如果再进一步观察,企业资产负债表的修复需要两大因素支撑,一是生产成本没有明显增加,二是面对的市场需求有明显好转。(1)当生产成本增加、需求增加时,企业利润不一定增加。(2)当生产成本增加、需求持平或走弱时,企业利润趋弱。(3)当生产成本持平或走弱、需求增加时,企业利润趋好。(4)当生产成本持平或走弱、需求走弱时,企业利润向好的可能性较小。基于以上分析,我国与美国经济复苏在实现总供给与总需求良性互动机制上存在怎样的差异?又如何影响了复苏的稳健性呢?
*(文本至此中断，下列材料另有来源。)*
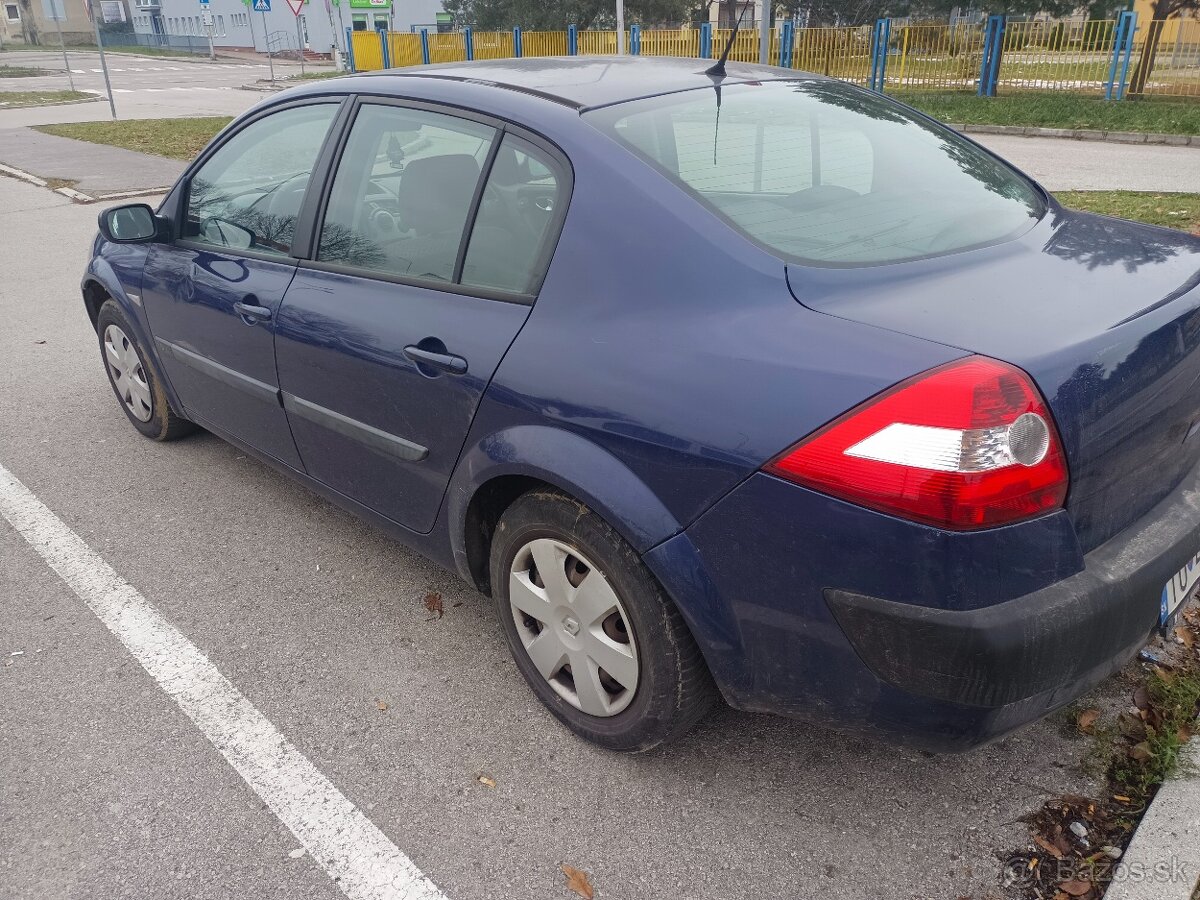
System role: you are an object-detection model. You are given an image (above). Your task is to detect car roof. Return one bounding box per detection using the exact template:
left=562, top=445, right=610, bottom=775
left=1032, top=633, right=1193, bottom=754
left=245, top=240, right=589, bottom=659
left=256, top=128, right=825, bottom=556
left=338, top=56, right=823, bottom=110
2.我国“自上而下”的复苏与美国“自下而上”的复苏方式有所不同。

本轮我国经济复苏主要初始动力在于供给侧改革带来的上游煤炭等原材料、资源品短期供给量明显缩减,上游企业利润大幅回弹。同时,企业主动补库存增加了短期需求,经济长期存在的供需矛盾在短期内得以缓解,给企业带来了喘息时机,企业利润回弹,带动企业投资和工人工资收入略有好转。工资增加带来消费形势企稳向好,从而进一步支撑供给侧变化。从整体看,这是一次全产业链“自上而下”的复苏,即政策外力导致上游企业生产好转、利润回弹。但是,上游企业利润的大幅回弹和中游企业略微向好的同时,下游企业在面对不够强劲的终端需求时,销售、利润并未明显改观。只有当终端需求非常强劲时,才能带来企业利润的持续、普遍向好,形成总供给与总需求的良性互动机制。目前我国包括居民消费、房地产投资、基建投资、企业投资在内的终端需求增长还需增强。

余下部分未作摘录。